Le regroupement politique Alliance des Forces Démocratiques du Congo et Alliés a officiellement désavoué deux de ses députés, Cizungu Ntaboba Landry et Placide Wenda Mukagwa, pour avoir apposé leurs signatures sur cette motion.
Dans un communiqué publié le mardi 14 avril 2026 et signé par son autorité morale, Modeste Bahati Lukwebo, l’AFDC-A a dénoncé une initiative individuelle, estimant que ces élus n’ont pas respecté les règles internes du regroupement. Le parti leur a ainsi demandé de retirer leurs signatures et a saisi sa commission de discipline pour examiner le dossier.
« Sans préjudice de la liberté constitutionnelle dont jouissent les élus dans l’exercice de leur mandat, le regroupement politique rappelle toutefois que ceux-ci demeurent tenus au respect des statuts et du règlement intérieur qui fondent leur engagement politique », précise le communiqué.

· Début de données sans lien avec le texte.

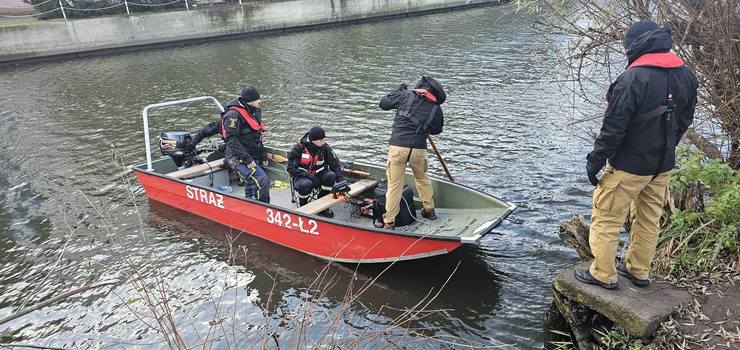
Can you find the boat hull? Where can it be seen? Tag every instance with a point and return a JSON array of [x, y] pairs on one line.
[[310, 234]]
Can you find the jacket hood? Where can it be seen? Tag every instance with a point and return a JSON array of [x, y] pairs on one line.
[[434, 86], [233, 102], [658, 40]]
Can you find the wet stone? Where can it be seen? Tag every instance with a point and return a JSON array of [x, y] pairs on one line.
[[637, 310]]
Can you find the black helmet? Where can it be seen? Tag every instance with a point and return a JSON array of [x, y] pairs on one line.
[[434, 86], [250, 93]]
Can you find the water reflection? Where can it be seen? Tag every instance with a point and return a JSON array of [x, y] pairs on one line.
[[471, 288], [503, 135]]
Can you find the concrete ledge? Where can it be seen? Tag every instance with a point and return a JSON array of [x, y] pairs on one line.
[[638, 310], [55, 40]]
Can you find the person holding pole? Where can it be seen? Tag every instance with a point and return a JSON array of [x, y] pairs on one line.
[[418, 115]]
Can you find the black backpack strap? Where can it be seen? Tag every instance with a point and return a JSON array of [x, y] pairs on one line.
[[667, 118]]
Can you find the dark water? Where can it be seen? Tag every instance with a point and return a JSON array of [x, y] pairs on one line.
[[503, 134]]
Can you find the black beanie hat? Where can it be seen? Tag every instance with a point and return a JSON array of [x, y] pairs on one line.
[[636, 30], [250, 93], [316, 133]]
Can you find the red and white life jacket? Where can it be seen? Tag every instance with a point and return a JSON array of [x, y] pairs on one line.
[[256, 126]]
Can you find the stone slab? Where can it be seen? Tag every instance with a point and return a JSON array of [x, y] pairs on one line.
[[637, 310]]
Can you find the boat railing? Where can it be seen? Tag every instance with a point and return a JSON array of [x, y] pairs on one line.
[[145, 116]]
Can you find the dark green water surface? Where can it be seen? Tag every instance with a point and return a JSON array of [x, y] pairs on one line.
[[504, 135]]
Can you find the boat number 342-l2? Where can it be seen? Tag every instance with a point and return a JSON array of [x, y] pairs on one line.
[[292, 222]]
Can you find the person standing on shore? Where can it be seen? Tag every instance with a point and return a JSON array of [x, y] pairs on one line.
[[418, 114], [242, 128], [650, 107]]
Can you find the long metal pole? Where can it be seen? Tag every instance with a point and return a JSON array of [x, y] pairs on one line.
[[439, 156]]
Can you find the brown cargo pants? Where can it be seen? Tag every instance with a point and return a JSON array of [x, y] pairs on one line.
[[618, 189], [396, 173]]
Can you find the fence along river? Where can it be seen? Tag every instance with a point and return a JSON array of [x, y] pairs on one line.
[[503, 135]]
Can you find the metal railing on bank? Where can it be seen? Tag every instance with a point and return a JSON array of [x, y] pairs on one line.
[[107, 7]]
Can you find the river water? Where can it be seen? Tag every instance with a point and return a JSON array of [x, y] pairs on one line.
[[64, 194]]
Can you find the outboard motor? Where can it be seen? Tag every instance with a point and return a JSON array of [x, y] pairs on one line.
[[178, 145]]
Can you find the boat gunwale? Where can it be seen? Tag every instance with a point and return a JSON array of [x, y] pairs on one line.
[[462, 239]]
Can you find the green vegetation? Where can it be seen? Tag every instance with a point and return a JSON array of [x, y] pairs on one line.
[[700, 237]]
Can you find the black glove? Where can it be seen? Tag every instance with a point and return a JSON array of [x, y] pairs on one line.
[[189, 148], [593, 168]]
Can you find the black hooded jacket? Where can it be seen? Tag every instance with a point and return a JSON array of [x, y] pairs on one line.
[[411, 108], [636, 145], [242, 142], [325, 153]]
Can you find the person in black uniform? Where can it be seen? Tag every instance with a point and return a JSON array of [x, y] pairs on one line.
[[313, 165], [418, 115], [242, 128], [651, 105]]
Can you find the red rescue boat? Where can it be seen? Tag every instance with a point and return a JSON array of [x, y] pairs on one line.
[[465, 214]]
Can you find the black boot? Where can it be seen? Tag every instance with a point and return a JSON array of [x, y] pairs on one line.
[[302, 201], [327, 213], [429, 214]]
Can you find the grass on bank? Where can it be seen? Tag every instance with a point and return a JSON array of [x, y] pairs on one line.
[[700, 238]]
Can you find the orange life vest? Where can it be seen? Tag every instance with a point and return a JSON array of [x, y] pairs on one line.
[[256, 126], [662, 60]]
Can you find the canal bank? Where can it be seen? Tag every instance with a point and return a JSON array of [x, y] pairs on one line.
[[51, 40]]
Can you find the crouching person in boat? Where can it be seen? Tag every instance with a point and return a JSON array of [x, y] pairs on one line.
[[418, 114], [242, 128], [313, 167]]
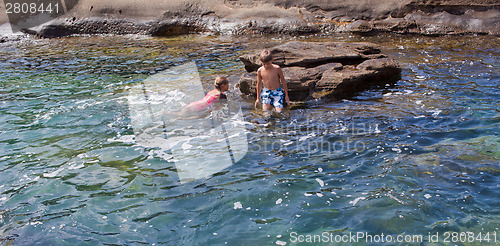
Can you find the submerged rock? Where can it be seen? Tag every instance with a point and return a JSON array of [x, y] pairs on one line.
[[315, 70]]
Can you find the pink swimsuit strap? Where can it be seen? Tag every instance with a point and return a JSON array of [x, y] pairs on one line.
[[210, 99]]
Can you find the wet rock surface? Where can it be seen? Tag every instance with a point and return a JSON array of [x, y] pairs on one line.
[[316, 70]]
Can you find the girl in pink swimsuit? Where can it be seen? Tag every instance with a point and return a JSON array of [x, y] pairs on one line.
[[221, 84]]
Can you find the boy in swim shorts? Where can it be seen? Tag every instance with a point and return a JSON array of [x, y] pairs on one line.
[[275, 91]]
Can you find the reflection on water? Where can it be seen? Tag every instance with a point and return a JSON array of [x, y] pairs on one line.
[[419, 157]]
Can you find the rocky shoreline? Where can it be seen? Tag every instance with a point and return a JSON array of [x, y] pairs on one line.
[[292, 17], [326, 69]]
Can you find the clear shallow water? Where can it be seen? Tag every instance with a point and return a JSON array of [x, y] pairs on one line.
[[416, 158]]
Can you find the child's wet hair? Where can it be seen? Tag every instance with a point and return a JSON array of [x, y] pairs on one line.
[[219, 81], [266, 56]]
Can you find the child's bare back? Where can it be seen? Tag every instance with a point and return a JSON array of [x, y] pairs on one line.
[[275, 91], [270, 76]]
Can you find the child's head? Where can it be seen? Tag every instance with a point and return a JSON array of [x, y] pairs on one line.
[[221, 82], [266, 56]]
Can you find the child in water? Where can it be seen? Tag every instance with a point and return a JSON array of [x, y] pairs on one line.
[[221, 85], [275, 89]]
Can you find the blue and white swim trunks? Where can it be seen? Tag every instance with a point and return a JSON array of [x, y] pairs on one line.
[[273, 97]]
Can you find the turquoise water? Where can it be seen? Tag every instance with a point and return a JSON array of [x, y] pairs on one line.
[[417, 158]]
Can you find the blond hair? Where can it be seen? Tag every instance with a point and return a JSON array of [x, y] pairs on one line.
[[219, 81], [266, 56]]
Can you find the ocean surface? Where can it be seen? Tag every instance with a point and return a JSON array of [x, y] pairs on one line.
[[413, 163]]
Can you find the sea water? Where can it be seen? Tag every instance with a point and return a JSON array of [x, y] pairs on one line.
[[397, 164]]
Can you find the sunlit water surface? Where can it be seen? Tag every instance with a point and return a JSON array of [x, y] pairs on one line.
[[418, 157]]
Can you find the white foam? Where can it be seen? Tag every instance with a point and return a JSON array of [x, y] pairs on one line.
[[238, 205], [321, 182], [357, 200]]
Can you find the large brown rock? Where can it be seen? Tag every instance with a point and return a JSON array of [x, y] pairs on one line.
[[296, 17], [314, 70]]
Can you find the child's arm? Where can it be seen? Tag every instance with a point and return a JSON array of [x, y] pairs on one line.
[[284, 84], [259, 87]]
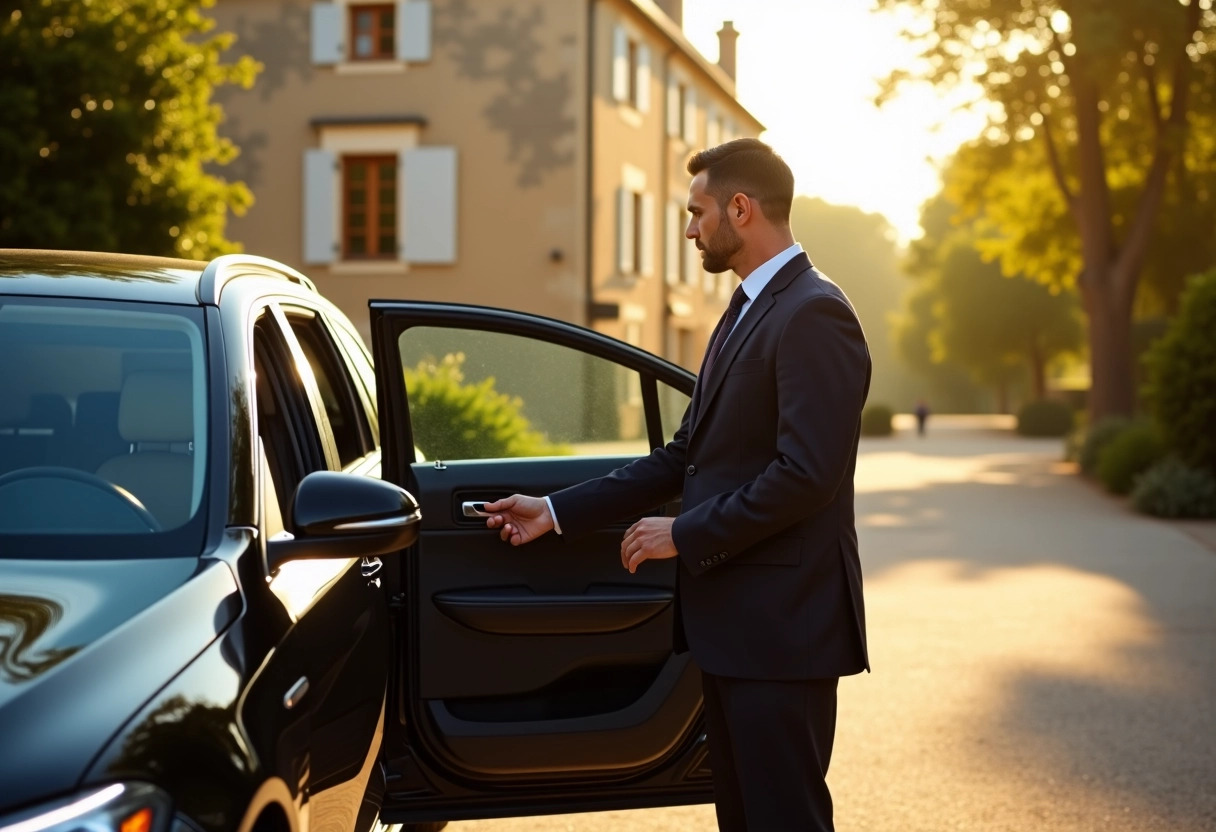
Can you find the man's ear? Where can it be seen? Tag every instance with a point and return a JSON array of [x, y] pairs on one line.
[[739, 202]]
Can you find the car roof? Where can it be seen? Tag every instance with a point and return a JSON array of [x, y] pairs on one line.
[[112, 276], [99, 275]]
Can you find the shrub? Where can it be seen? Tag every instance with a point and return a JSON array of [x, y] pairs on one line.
[[1130, 454], [876, 421], [1045, 417], [1181, 388], [1096, 440], [1171, 488], [454, 420]]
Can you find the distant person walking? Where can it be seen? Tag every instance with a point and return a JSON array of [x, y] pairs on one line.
[[922, 416]]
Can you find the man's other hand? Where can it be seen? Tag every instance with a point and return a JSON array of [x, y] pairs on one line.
[[646, 540], [519, 518]]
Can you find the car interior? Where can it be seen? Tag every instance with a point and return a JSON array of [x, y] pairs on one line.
[[101, 406]]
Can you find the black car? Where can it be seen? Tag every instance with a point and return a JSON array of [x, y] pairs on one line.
[[235, 596]]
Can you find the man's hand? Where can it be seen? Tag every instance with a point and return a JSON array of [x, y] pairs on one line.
[[646, 540], [519, 518]]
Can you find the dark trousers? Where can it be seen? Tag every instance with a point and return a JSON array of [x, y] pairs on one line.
[[770, 743]]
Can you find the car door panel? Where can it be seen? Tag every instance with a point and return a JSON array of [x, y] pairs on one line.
[[540, 669]]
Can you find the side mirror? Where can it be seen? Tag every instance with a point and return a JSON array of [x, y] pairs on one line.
[[342, 515]]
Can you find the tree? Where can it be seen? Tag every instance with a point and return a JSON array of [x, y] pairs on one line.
[[1097, 124], [964, 312], [859, 251], [108, 125]]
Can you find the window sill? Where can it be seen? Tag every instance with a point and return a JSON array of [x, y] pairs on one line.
[[369, 67], [369, 268]]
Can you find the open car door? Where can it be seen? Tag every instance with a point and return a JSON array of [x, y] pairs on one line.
[[533, 679]]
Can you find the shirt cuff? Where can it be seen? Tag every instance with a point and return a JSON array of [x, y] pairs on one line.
[[552, 515]]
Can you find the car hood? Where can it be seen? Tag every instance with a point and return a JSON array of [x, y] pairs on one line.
[[83, 645]]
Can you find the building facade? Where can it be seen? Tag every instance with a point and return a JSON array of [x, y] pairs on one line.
[[518, 153]]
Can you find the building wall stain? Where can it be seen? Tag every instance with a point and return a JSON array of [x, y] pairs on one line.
[[532, 108]]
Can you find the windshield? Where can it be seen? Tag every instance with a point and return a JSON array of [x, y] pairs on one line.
[[102, 428]]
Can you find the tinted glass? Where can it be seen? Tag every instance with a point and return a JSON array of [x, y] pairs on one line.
[[102, 428], [488, 395]]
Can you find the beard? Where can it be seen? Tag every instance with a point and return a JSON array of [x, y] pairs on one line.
[[720, 248]]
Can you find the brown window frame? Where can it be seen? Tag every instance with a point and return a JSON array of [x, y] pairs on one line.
[[378, 32], [371, 207]]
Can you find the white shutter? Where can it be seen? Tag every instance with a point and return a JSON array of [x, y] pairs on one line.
[[690, 116], [619, 63], [674, 241], [326, 33], [643, 79], [429, 212], [692, 262], [320, 206], [624, 231], [673, 107], [713, 127], [414, 31], [646, 251]]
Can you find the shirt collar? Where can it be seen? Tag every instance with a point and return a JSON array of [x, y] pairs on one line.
[[754, 284]]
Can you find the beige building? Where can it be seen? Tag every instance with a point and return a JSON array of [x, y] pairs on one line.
[[518, 153]]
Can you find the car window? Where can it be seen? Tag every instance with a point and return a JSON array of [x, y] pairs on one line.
[[348, 421], [359, 360], [478, 394], [102, 421], [285, 427]]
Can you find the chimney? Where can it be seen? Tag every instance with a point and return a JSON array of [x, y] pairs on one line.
[[726, 38], [674, 10]]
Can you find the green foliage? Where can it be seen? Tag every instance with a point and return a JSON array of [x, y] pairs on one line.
[[1171, 488], [876, 421], [1130, 454], [1096, 440], [108, 127], [859, 251], [1098, 163], [454, 420], [1181, 366], [1045, 417], [964, 312]]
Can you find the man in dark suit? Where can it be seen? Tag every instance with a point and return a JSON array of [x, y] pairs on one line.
[[769, 578]]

Dans la foulée, le député Cizungu Ntaboba Landry a annoncé le retrait de sa signature, à travers une lettre adressée au président de l’Assemblée nationale. Il y reconnaît ne pas avoir obtenu l’aval préalable de son parti, tout en réaffirmant sa fidélité à son regroupement politique et à son autorité morale, Modeste Bahati Lukwebo.
Par ailleurs, la députée Mpembi Isomi Bazego Thérère a contesté la présence de sa signature parmi les signataires de la motion. Dans une correspondance consultée par la rédaction de La Prunelle RDC, elle affirme que celle-ci aurait été utilisée sans son consentement.
Elle dénonce une fraude et sollicite à la fois le retrait de son nom de la liste des signataires ainsi que l’ouverture d’une vérification administrative ou technique sur l’authenticité des signatures.
« Que les autres signatures soient vérifiées, et que la consignation officielle de ma contestation soit actée dans les archives de l’Assemblée nationale », a-t-elle insisté.
Ces différentes réactions alimentent de nombreuses interrogations au sein de l’opinion publique, notamment sur les divisions et accusations internes aux partis politiques, dans un contexte marqué par une insécurité persistante à travers le pays.